(Bloomberg) -- Turkish investors couldn’t ignore the gains by their local currency since President Recep Tayyip Erdogan shook up his economic management, selling a sizable amount of their foreign-exchange deposits for the first time since October.
Real persons’ foreign-currency holdings retreated more than $1 billion in the week that ended on Jan. 15, according to most recent data by the nation’s central bank. That’s the first drop in three months, during which Erdogan’s son-in-law Berat Albayrak resigned as economy czar after the president abruptly ousted the central bank chief.
The lira rallied 16% since then as Erdogan pledged a shift to more orthodox policies, paving the way for serial interest rate hikes by the central bank and an easing of previous restrictions on banks’ lira trading with international institutions.
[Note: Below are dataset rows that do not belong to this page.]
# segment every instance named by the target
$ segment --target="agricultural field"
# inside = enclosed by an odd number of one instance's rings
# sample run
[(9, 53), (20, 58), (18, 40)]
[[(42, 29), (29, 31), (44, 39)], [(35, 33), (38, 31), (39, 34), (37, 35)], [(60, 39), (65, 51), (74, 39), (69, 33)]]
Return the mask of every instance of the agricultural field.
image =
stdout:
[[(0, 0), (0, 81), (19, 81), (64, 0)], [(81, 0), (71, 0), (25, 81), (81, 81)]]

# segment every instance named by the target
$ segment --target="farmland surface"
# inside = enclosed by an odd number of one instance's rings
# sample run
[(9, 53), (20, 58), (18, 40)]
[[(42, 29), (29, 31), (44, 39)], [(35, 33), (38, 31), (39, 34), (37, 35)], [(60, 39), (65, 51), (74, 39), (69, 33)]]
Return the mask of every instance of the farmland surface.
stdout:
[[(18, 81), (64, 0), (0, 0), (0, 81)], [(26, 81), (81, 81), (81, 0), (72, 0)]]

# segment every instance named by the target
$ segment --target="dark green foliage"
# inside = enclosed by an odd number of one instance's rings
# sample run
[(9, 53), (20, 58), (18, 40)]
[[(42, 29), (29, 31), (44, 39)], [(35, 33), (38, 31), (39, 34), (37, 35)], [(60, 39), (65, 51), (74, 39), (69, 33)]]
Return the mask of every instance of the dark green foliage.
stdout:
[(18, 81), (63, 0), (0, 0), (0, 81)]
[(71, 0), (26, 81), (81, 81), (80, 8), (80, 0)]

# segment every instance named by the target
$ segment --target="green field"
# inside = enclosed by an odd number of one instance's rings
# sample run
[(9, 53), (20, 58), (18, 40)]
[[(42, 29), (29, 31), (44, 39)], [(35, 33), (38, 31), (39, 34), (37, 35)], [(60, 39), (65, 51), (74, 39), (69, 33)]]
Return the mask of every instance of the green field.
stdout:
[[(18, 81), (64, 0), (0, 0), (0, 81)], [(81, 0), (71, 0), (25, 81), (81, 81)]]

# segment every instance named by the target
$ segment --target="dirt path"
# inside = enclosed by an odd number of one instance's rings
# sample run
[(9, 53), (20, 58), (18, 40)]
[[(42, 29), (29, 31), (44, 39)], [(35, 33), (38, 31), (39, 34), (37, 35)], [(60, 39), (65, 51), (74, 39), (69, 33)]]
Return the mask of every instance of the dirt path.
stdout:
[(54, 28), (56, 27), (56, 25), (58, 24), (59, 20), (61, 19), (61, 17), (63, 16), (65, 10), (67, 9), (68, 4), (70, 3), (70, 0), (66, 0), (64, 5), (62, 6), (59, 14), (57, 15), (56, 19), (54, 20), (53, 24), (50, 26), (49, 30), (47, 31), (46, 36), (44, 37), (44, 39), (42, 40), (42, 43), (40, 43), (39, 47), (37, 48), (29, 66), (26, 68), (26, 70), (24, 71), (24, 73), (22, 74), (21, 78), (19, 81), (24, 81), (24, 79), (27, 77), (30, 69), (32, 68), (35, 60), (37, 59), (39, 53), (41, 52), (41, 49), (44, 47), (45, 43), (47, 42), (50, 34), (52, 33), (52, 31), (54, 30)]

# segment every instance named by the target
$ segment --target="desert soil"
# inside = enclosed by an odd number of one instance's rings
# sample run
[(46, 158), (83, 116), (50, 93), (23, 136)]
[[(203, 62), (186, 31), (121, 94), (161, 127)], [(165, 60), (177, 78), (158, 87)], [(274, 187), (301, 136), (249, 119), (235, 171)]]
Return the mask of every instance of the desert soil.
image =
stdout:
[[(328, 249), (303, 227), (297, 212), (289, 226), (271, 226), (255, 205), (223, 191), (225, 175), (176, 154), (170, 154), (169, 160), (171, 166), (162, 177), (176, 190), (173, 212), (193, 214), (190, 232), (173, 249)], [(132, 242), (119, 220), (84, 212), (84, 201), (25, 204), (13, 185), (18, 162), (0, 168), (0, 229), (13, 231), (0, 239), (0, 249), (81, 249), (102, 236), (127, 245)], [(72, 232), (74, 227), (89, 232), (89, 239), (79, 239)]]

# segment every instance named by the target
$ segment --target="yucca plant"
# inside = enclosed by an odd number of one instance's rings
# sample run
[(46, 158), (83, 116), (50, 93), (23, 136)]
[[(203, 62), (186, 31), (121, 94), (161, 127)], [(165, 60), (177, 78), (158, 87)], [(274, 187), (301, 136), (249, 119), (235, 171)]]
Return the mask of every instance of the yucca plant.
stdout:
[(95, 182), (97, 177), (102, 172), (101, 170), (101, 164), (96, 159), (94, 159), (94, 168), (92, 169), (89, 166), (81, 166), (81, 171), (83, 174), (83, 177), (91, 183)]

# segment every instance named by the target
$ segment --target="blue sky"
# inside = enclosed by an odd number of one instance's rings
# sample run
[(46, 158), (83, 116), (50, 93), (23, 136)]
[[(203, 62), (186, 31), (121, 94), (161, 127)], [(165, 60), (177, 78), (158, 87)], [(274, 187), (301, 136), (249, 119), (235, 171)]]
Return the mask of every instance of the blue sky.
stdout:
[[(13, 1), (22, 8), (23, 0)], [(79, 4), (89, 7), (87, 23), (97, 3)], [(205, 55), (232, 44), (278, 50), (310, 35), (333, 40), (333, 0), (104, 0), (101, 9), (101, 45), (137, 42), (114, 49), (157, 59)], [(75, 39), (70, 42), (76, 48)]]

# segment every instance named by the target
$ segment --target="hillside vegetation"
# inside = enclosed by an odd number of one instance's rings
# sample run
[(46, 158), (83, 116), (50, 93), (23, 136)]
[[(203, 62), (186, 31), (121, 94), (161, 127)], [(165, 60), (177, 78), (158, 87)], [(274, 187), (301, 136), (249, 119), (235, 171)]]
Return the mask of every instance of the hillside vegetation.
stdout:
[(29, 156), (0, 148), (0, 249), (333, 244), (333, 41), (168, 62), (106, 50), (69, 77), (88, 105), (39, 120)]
Turks initially drove their holdings of foreign currency -- a traditional hedge against volatility at home -- to record highs before they finally showed first signs of renewed confidence in the lira.
The drop in FX deposits last week “indicates that the sentiment toward the lira among Turkish residents is gradually improving,” Rabobank’s emerging market strategist Piotr Matys said after Thursday’s data.
The shift away from foreign-currency deposits -- occasionally referred to as de-dollarization by Turkish officials who see it as an indicator of financial stability -- may not hold for too long if the lira continues its rally, according to Matys. “The demand from Turkish residents is likely to resurface” once the lira appreciates to “attractive levels,” he said.